The past year and four months has been a rocky time for OCA and they have invested considerable effort in trying to come up with a workable appointments process. This work is not yet complete as OCA is in the middle of an effort to revise the Community Activity Form, which serves as the written application for appointments to town boards, committees and commissions. It remains to be seen whether those committees receiving OCA’s responsibilities will embrace the work that it has done over the last 16 months or whether they will attempt to reinvent the wheel, bringing less efficiency rather than more to governance.
The reorganization process looks like a power grab to me or, an effort to remove certain members of the Council from the appointment process or to marginalize them in the conduct of Council business. The three women on OCA were excluded from the process of envisioning and designing this reorganization and their feedback was taken, grudgingly it would appear, only after the reorganization proposal was near final form. Councilors may disagree on the extent to which this is an insidious series of events but as Brewer has often said, the optics are not good.

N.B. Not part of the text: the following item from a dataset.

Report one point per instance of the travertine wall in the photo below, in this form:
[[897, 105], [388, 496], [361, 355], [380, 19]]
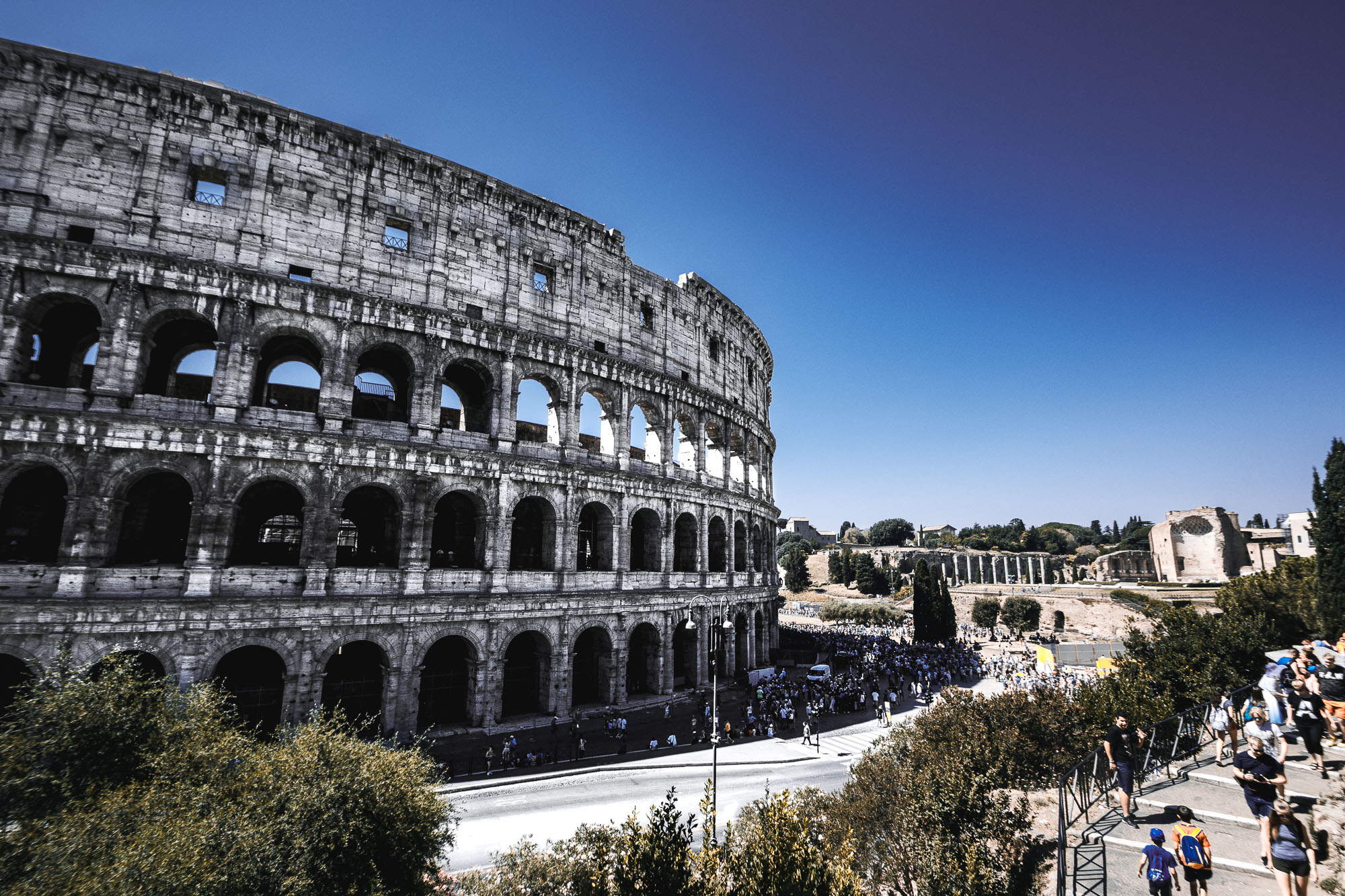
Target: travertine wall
[[111, 236]]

I agree, it does not inspire confidence that Committee power will be fairly distributed.
I often say that the collision of competing and conflicting ideas leads to better practices, policies and outcomes. Yet it seems that power wants to accrete more power and exclude the meaningful participation of people that have differing views. The excuse of efficiency allows 2/3 of a body to entirely exclude the other 1/3. In some cases 50 members of a body can render powerless the other 49. I see this diminish the collective creative energy of the community where I work, the community where I live, and the nation of which I am a citizen. In the end the structures may not be important but the appointments to and organizations of those structures are important and rarely demonstrates an appreciation for the importance of the inclusion and participation of a diversity of persons and ideas. The excessive power of the President our country and the Chair of the Town Council is not in the best interest of our nation or of our town. At the very least, all committee appointments should be approved by the entire Town Council.
What an incredibly thorough and informative article Maura!
Important to keep in mind that eight of the thirteen Councilors were PAC slate members. Only Sarah Swartz, Cathy Schoen, Pat DeAngelis , Dorothy Pam and Darcy DuMont are truly independent decision-makers . . . and they happen to be women.
Even as a frequent observer of Town Council meetings, I could not figure out what was going on–and the impetus–during this two-hour discussion.
Thanks Maura for filling in the background context. Sure looks like a power grab, even perhaps a secret cabal???